I am running JSHint on my Javascript code to try and clean it up and it is giving me this warning:

 #3 Unexpected 'var'.
    for (var i = 0; i < self.myArray.length; i++) { // Line 88, Pos 14

Expanding this out, it is this piece of code:

self.myFunction = function() {
    for (var i = 0; i < self.myArray.length; i++) {
        // Do some stuff
    }
};

I have searched the internet and seen many ways to write a for loop. Some use var, some don't, others use let etc.
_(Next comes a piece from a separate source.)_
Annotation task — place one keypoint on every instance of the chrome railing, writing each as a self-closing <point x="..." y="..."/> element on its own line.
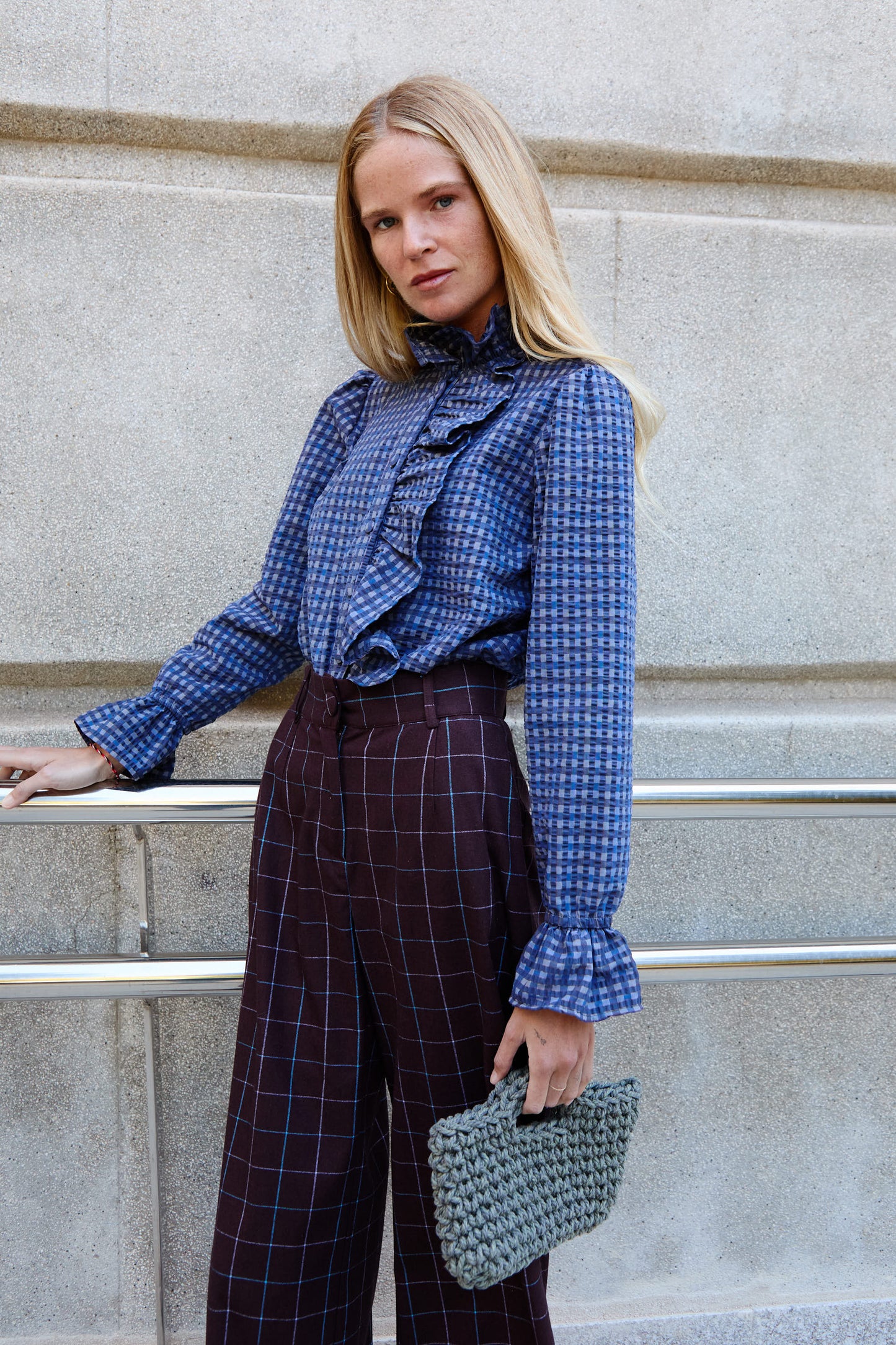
<point x="200" y="801"/>
<point x="149" y="977"/>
I can't seem to find any info on how JSHint expects me to construct my for loop. Can anyone enlighten me on some best practice, or what JSHint is looking for?

Thanks! :)

Finn LeSueur
  • 479
  • 5
  • 18
  • 2
    Does this answer your question? [Why does not JSLint allow "var" in a for loop?](https://stackoverflow.com/questions/23105006/why-does-not-jslint-allow-var-in-a-for-loop) – ASDFGerte Jan 22 '20 at 03:39
  • Yes, this answers it! Writing my loop like this fixes the scoping issue and the JSHint error (I think): ``` self.myFunction = function() { var i; for (i = 0; i < self.myArray.length; i++) { // Do some stuff } }; ``` – Finn LeSueur Jan 22 '20 at 20:04

1 Answers1

1

If you use var then it will create the variable as the enclosed function scoped or global scope (if not inside a function).

So always use let in for loop, the scope will be only within for loop.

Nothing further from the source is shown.